The minor and major allele frequencies and identities were expected to change such that in the smaller samples, the frequency of alleles most commonly associated with disease was larger compared to that of the allele variant common throughout the entire population (equivalent to our sample of 267 accessions)⁴. Indeed, for the associated loci, the mean MAFs were significantly higher in the WR-DSR distribution tail containing the most susceptible accessions compared to the WR-DSR distribution tail containing the most resistant accessions (Fig. 3; Table 3), suggesting that these may be among the alleles most commonly associated with WR in this study. A limitation of the outlined basic allelic association methods is the possible occurrence of false positives that may be an artefact of the population structure⁸. Despite this, around five times more markers (376) of risk alleles associated with WR were identified in the most susceptible (Q4) individuals than in the most resistant (Q1) individuals (72 markers; Table 3). For the plants in the interquartile range (i.e., Q2 and Q3), however, only seven (34 vs. 27) more risk alleles were significantly associated with WR in the moderately susceptible individuals (Q3) than in the moderately resistant plants (Q2). The smaller difference in the minor allele count between Q2 and Q3 may have been due to the small phenotypic variation between these groups, as the WR-DSR is biased toward the mean⁶¹. This further shows that the difference in the association of risk alleles with WR is more distinct at the opposing tail distributions of the DSR.
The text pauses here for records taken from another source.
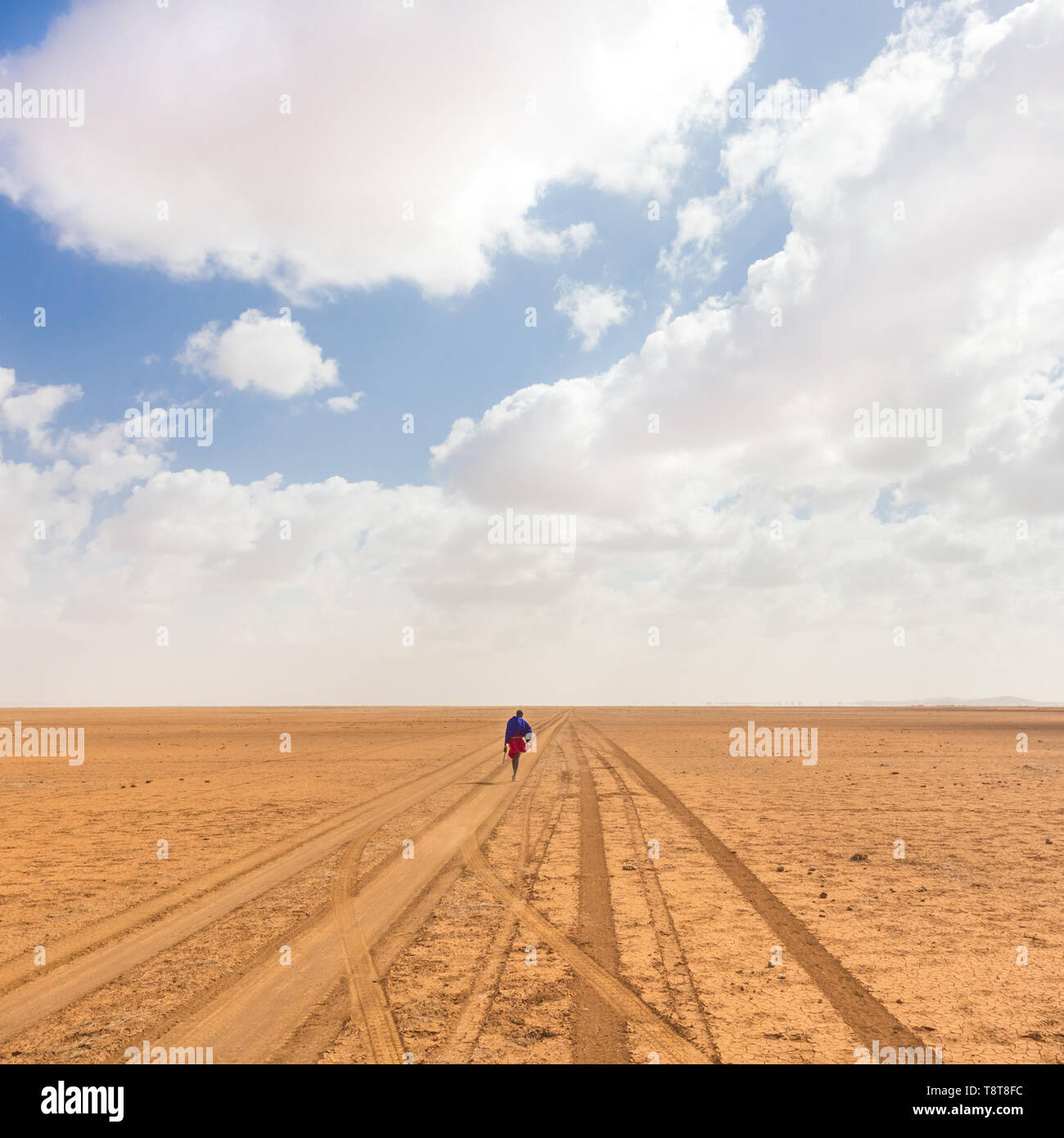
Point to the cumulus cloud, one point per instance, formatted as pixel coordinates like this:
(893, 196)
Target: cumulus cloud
(589, 309)
(344, 404)
(268, 354)
(328, 145)
(720, 493)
The distribution of markers associated with WR showed no chromosome-specific pattern across the association models (Fig. 5). This observation underscores the complexity of pinning down a specific number of “major candidate genes” conditioning the spinach-WR pathogen interaction; for instance, in a recent study using members of the same population, we showed that the width of some LD blocks extended up to 100 Mb¹⁴, suggesting that large chunks of the genome in this material is are still well conserved and may contain long swathes of with many SNPs intervening in WR disease.
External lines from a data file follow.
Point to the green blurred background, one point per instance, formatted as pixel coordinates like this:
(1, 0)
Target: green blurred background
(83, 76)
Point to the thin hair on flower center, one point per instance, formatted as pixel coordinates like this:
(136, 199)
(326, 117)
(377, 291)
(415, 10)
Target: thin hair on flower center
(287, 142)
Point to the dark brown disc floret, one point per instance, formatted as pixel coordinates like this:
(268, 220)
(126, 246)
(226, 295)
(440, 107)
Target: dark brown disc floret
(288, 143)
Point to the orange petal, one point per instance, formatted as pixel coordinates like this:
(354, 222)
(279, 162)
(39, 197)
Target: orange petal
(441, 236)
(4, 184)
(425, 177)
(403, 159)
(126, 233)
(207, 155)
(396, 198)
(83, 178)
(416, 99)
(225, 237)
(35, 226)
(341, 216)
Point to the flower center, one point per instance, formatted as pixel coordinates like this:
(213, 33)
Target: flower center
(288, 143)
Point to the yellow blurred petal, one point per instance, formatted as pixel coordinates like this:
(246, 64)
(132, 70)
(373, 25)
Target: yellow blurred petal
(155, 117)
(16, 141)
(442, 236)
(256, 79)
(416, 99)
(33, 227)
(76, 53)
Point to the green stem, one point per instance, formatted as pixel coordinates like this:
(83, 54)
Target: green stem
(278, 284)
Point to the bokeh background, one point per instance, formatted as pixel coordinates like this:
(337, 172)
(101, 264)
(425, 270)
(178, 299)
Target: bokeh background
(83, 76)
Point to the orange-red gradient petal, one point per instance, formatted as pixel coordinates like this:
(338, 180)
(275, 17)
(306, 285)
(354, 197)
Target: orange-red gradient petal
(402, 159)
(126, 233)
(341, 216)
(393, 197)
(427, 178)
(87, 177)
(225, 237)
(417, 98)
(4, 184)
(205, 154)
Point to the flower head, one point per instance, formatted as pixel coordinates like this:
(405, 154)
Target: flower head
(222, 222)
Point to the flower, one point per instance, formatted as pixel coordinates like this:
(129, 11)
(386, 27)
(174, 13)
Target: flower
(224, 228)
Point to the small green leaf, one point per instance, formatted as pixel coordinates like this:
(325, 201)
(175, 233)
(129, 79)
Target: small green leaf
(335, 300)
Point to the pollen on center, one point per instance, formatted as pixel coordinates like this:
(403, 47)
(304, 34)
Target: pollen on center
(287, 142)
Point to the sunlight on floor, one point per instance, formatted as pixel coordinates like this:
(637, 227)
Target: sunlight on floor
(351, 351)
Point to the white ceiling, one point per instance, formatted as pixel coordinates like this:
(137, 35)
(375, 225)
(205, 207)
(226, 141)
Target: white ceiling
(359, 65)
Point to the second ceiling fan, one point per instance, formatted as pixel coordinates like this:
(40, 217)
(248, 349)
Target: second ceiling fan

Variable correlation between markers in the allelic tests and those identified in the GWA analysis

The statistical methods that have been developed to control for population structure may produce a more uniform P value distribution but can have reduced sensitivity^13,24,62,63. The use of the Bonferroni correction (BC) in assigning significance may be highly conservative, however, generating many false negatives⁶⁴ and causing a lower correlation percentage between the significant markers in the GWA and those containing the associated minor alleles (Table 3; Fig. 4). In fact, while 71% of markers identified in the Q1 vs. Q4 allelic association were also significant in the GWA (Table 3), this number increased to 78% when the less conservative Benjamini–Hochberg’s false-discovery rate (FDR) correction was used instead of the BC. Since the allelic tests analyse the association of the minor alleles with the severity of the WR incidences, a vast proportion of the alleles and/or the associated markers not represented among the significant polymorphisms in the GWA may actually have been significant major alleles⁴. We did not test this; however, the fact that the heavily diseased plants invariably showed a higher MAF strongly suggests that these rare variants are indeed important genomic risk factors for WR in the susceptible accessions.

Compared to the GWA model, the allelic tests may have exposed the presence of alleles reflecting stratification in the samples that could not be captured by permutation alone^4,13. To bridge this gap, Brachi et al.⁸ suggested that the GWAS could be performed on samples partitioned according to regional isolation because they have reduced allelic heterogeneity which is confounded by the population structure. The authors contended that LD blocks are likely to be longer in the regional subsets, a feature that might decrease the mapping resolution. Our data partitioning were not based on the regional identity of the accessions. The accessions included in each segment showed regional heterogeneity in WR resistance and other previously identified phenotypic features (Supplementary Table ST1; https://npgsweb.ars-grin.gov/gringlobal/search.aspx)^14,65,66. It was not clear in our study whether the partitioning that concentrated the risk alleles to a 25% subset of the population may also have experienced a low mapping resolution, such that many valid signals in the GWA went undetected in the basic allelic tests.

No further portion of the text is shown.